In towns, the buildings are larger, since they often have to accommodate district or county functions, but austerity remains the norm. Brownlow House, the headquarters of the Royal Black Institution (Orange and Black men often share accommodation), was a fine house until it was torched, though it too was plainly furnished. The two-storey hall at Scarva is as luxurious as it gets, with the stained-glass window featuring King Billy, a spacious assembly-room and portraits and prints of Orange significance.
A 1960s building, the tall, narrow Orange HQ at 65 Dublin Road, Belfast, sets the tone for the whole organization. There are a few adornments, including a portrait of the Reverend Martin Smyth, ??, Grand Master for a quarter of a century, and some William-related pictures. A small room contains an interesting hotch-potch of archives, books and memorabilia, but for the most part the building consists of spartan offices.*
What happens at lodge meetings
Although the ritual and ceremonies in every Irish lodge are the same, the ambience and emphasis and what happens afterwards depend on where and who you are. I once sat in on a conversation between two Orangemen, one from Belfast and one from rural Tyrone, each of whom was amazed by the other’s revelations about his lodge. The Belfast Orangeman reckoned that although all his brethren were believing Protestants, 90 per cent of his lodge hadn’t been to church in years except for Orange services; he would expect churchgoers to join one of the lodges for committed, evangelical born-again Christians. His lodge was almost entirely social – more a drinking-club than anything else – although it kept to the strict rule that alcohol should not be consumed until after the formal meeting is over. Brethren paid about £60 a year in basic dues to cover rates and so on and a levy for Orange widows; any shortfall was made up by a night at the races or a big booze-up.
The brethren of the rural Orangeman’s lodge were Calvinist or Free Presbyterians and 90 per cent would go to church every Sunday. Like most Orange lodges, his was strictly teetotal. The dues were £12 a year and the difference had to be made up by jumble sales; even raffle tickets were not allowed.
For geographical reasons, rural lodges are more likely than urban to be socially mixed.

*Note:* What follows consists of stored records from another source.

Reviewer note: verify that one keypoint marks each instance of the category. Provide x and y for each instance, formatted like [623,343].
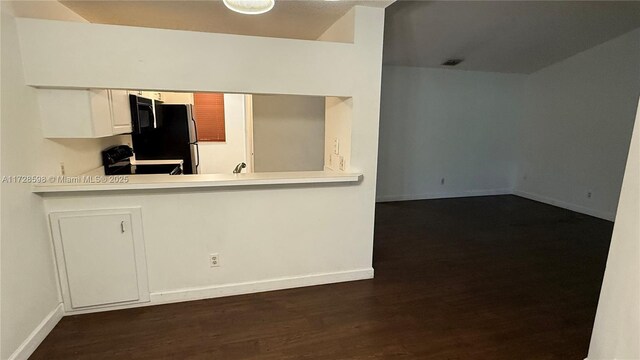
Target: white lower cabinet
[101,257]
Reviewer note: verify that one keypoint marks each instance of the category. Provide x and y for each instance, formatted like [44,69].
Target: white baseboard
[208,292]
[444,195]
[214,291]
[36,337]
[565,205]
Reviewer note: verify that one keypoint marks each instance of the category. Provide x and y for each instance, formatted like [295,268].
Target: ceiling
[501,36]
[295,19]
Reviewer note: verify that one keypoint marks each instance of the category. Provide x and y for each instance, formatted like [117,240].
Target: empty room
[274,179]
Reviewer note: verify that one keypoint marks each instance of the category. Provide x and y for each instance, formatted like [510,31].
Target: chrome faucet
[239,168]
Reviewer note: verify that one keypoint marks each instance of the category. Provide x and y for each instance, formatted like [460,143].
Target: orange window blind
[208,109]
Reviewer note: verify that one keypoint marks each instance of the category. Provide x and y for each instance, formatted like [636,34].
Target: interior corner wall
[440,124]
[288,133]
[577,125]
[616,332]
[29,286]
[337,127]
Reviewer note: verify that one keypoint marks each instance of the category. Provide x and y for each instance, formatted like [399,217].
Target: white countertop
[94,181]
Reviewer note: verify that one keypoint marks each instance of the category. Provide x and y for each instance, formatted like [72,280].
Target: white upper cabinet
[120,111]
[93,113]
[155,95]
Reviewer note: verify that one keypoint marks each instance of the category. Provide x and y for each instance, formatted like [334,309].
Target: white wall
[29,290]
[222,157]
[288,133]
[285,235]
[577,127]
[553,136]
[456,125]
[616,333]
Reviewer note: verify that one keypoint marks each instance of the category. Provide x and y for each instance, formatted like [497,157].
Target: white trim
[444,195]
[207,292]
[31,343]
[215,291]
[611,216]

These days very few of the gentry or the better-off would attend lodge meetings, though one of the exceptions is Eldon Lodge in Belfast: ‘It’s the toffs’ lodge,’ said my urban friend, ‘for the great and the good; the one Stormont Cabinet ministers traditionally would have been members of. Today it has people like Josias Cunningham [Ulster Unionist Party president] or John Taylor [UUP deputy leader], who never goes but needs to have a sash available if required.